A criação de um imposto sobre o rendimento de 15% para todos os contribuintes (“flat tax”) regressou à ordem do dia com as propostas que foram apresentadas nesse sentido pela Iniciativa Liberal (IL) e pelo Chega. É difícil não sentir alguma simpatia pela ideia de impostos mais baixos para uma classe média que tem sido esmagada pela carga fiscal. No entanto, a realidade é mais complexa do que isso.

Em primeiro lugar, a criação de um flat tax de 15% corresponderia a uma redução de impostos para os contribuintes que atualmente estão inseridos nos escalões mais altos do IRS, o sexto e o sétimo, que têm taxas efetivas de cerca de 31% e 43%. Como explicou há dias o antigo secretário de Estado Rocha Andrade, num artigo no “Negócios”, o flat tax de 15% reduziria a taxa efetiva de imposto para metade no caso do sexto escalão e para um terço no sétimo.

Desta forma, o flat tax proposto pela IL não penalizaria os contribuintes inseridos nos escalões mais baixos (incluindo aqueles que hoje não pagam IRS), mas beneficiaria quem tem maiores rendimentos. Estes contribuintes, que representam 4% dos agregados familiares, pagariam menos 1,75 mil milhões de euros em IRS. Por outras palavras, caber-lhes-iam 87,5% dos cerca de dois milhões de euros que, segundo a IL, o Estado deixaria de cobrar em impostos e devolveria à sociedade. Os restantes 250 milhões de euros (12,5% do total) seriam repartidos por 96% dos portugueses.

Naturalmente, a primeira consequência de uma redução de impostos é a descida das receitas fiscais. Há quem argumente que a redução dos impostos acaba por ter um impacto positivo no crescimento económico e, por consequência, na carga fiscal futura. Porém, no longo prazo, ninguém consegue prever os efeitos da redução de impostos, porque tal dependerá das escolhas individuais de cada cidadão, sobre a forma como utiliza o rendimento extra de que passa a dispor. Dependerá também da forma como o Estado consegue, ou não, adaptar-se à nova realidade fiscal.

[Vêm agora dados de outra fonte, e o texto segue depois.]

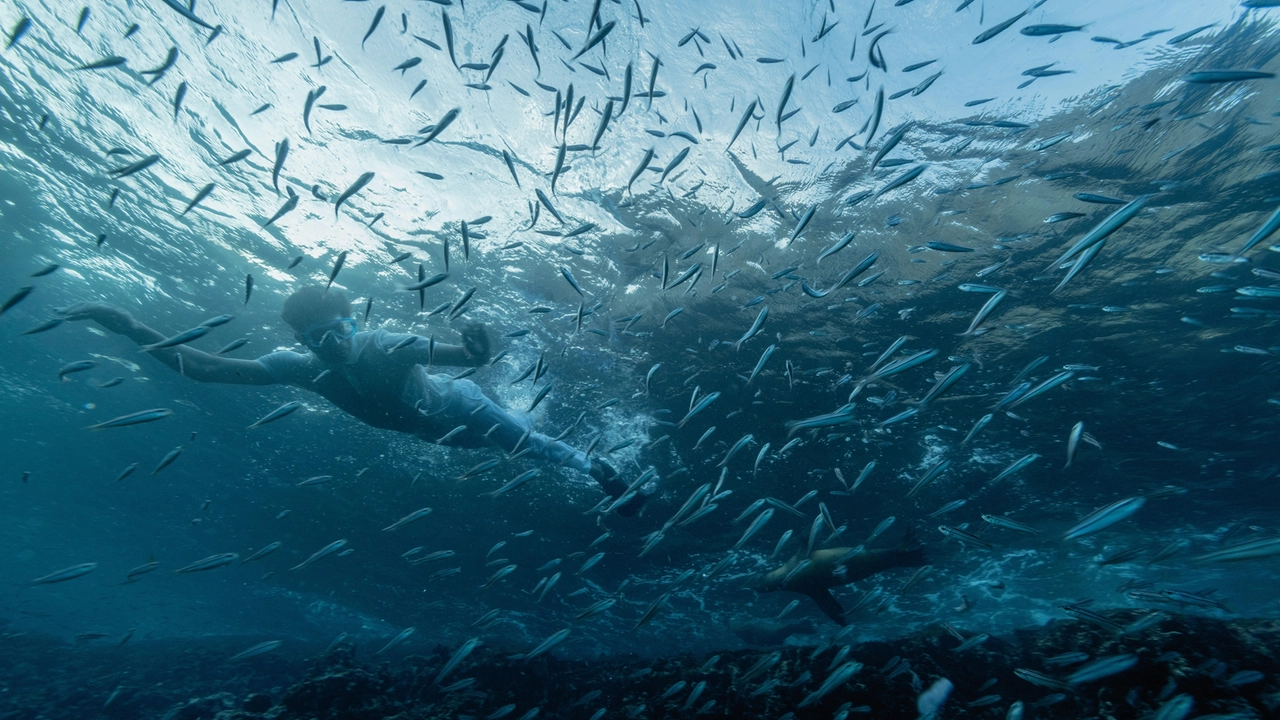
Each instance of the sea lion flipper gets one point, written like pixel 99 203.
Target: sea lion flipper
pixel 827 604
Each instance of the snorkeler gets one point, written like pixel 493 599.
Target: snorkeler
pixel 375 376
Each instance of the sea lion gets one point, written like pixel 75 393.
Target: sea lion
pixel 833 566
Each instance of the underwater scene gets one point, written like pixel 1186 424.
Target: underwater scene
pixel 640 359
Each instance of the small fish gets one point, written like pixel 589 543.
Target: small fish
pixel 355 187
pixel 211 563
pixel 202 194
pixel 266 550
pixel 1105 516
pixel 1208 77
pixel 135 419
pixel 373 26
pixel 260 648
pixel 18 31
pixel 320 554
pixel 277 414
pixel 109 62
pixel 77 367
pixel 65 574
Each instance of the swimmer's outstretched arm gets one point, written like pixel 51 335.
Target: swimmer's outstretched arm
pixel 472 352
pixel 195 364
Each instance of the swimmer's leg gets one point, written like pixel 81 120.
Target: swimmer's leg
pixel 507 431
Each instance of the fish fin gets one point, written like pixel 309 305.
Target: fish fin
pixel 828 605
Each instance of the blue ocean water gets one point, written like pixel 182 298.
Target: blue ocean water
pixel 1168 332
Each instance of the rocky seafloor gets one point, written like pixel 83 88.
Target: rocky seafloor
pixel 1229 668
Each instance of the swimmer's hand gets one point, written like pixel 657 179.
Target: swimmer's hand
pixel 110 317
pixel 475 343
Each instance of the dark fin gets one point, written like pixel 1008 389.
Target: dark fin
pixel 827 604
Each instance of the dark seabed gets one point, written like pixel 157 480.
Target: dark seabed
pixel 905 326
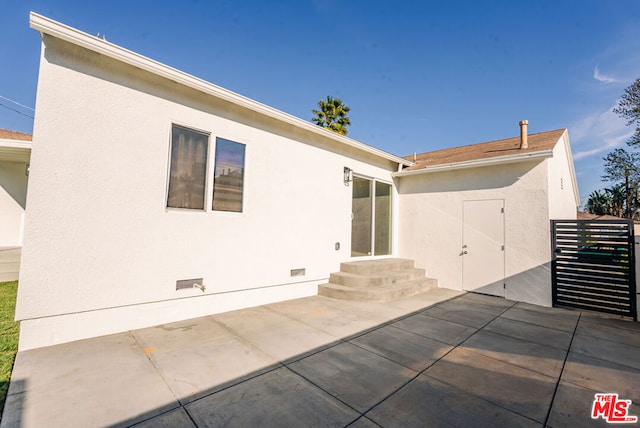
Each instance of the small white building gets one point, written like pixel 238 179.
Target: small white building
pixel 155 196
pixel 478 216
pixel 15 150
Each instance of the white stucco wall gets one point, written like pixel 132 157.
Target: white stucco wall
pixel 101 253
pixel 13 193
pixel 562 187
pixel 431 227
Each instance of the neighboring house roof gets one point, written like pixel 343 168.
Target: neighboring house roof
pixel 7 134
pixel 540 145
pixel 55 29
pixel 14 146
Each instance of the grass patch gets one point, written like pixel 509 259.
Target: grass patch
pixel 9 330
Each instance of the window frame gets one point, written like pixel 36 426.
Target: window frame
pixel 169 164
pixel 209 181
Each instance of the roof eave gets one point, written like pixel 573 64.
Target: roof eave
pixel 53 28
pixel 500 160
pixel 15 150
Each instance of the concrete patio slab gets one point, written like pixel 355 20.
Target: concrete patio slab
pixel 80 383
pixel 177 418
pixel 572 408
pixel 180 335
pixel 434 328
pixel 278 398
pixel 427 402
pixel 602 376
pixel 522 391
pixel 615 352
pixel 459 315
pixel 612 330
pixel 202 369
pixel 338 322
pixel 530 332
pixel 558 321
pixel 324 362
pixel 342 369
pixel 531 356
pixel 403 347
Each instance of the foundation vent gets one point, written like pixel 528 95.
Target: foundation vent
pixel 298 272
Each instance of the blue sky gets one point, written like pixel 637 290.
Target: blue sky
pixel 418 76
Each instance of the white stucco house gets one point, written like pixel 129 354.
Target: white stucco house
pixel 155 196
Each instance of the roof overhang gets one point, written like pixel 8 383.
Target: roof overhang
pixel 498 160
pixel 15 150
pixel 55 29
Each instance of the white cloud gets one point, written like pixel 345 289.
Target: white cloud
pixel 598 133
pixel 601 77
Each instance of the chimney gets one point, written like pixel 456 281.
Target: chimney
pixel 523 134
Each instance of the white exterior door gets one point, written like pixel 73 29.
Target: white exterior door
pixel 483 247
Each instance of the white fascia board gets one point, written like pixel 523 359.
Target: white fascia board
pixel 500 160
pixel 15 144
pixel 69 34
pixel 15 150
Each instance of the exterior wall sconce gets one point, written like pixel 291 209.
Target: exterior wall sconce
pixel 348 176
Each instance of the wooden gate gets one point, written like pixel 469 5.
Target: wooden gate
pixel 593 265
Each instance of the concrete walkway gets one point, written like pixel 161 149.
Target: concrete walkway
pixel 437 359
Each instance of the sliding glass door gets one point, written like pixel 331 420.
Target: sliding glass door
pixel 371 223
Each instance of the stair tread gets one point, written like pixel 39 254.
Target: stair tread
pixel 384 293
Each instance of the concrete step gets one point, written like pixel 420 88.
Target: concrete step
pixel 378 294
pixel 379 279
pixel 368 267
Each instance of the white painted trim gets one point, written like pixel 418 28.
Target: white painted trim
pixel 499 160
pixel 15 144
pixel 55 29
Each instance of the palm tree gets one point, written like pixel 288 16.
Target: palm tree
pixel 617 197
pixel 598 203
pixel 332 115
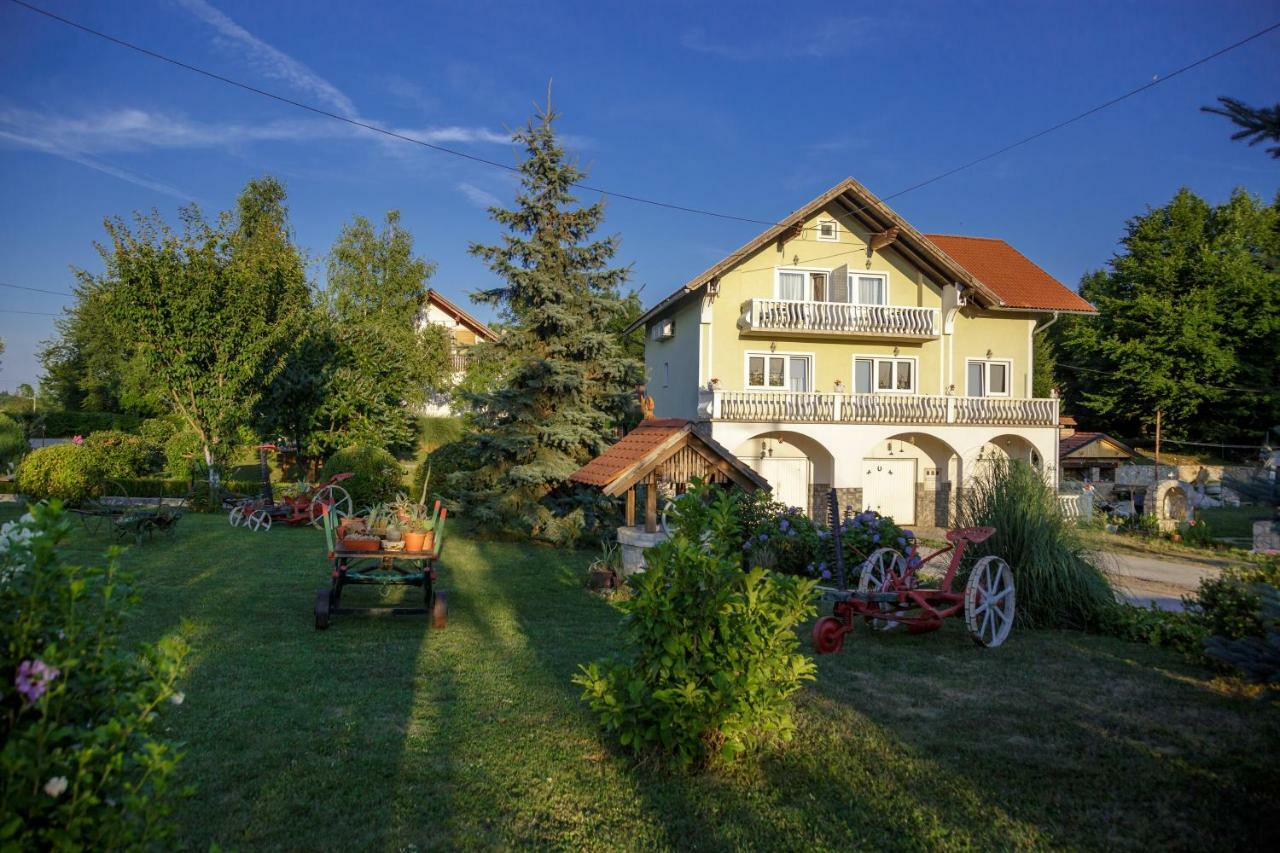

No caso português, um corte de dois mil milhões na receita fiscal tornaria ainda mais difícil ao Estado manter serviços públicos de qualidade, nomeadamente em áreas como a saúde e a educação, tendo consequências profundamente negativas na qualidade de vida de milhões de cidadãos e agravando as desigualdades.

Será precisamente neste ponto que residem os motivos mais válidos para que olhemos com ceticismo para estas propostas. A política fiscal serve de instrumento para a correção das desigualdades, daí termos impostos progressivos. Quem defende que o Estado não tem de se preocupar com isso, que deve ser cada por si e que o mundo pertence aos mais fortes e ágeis, está a ignorar as lições do passado e do presente.

Sociedades desiguais podem ser (ou não) mais dinâmicas, mas são menos estáveis, têm mais crime e problemas sociais. Sociedades onde existem menos desigualdades  são mais estáveis, coesas e, quiçá, mais livres. Se o capitalismo liberal quiser sobreviver, não poderá ignorar o problema das desigualdades sociais, sob pena de fornecer ainda mais argumentos aos que o querem destruir. Esta será mais uma das várias lições do século XX que hoje, infelizmente, estão a cair no esquecimento.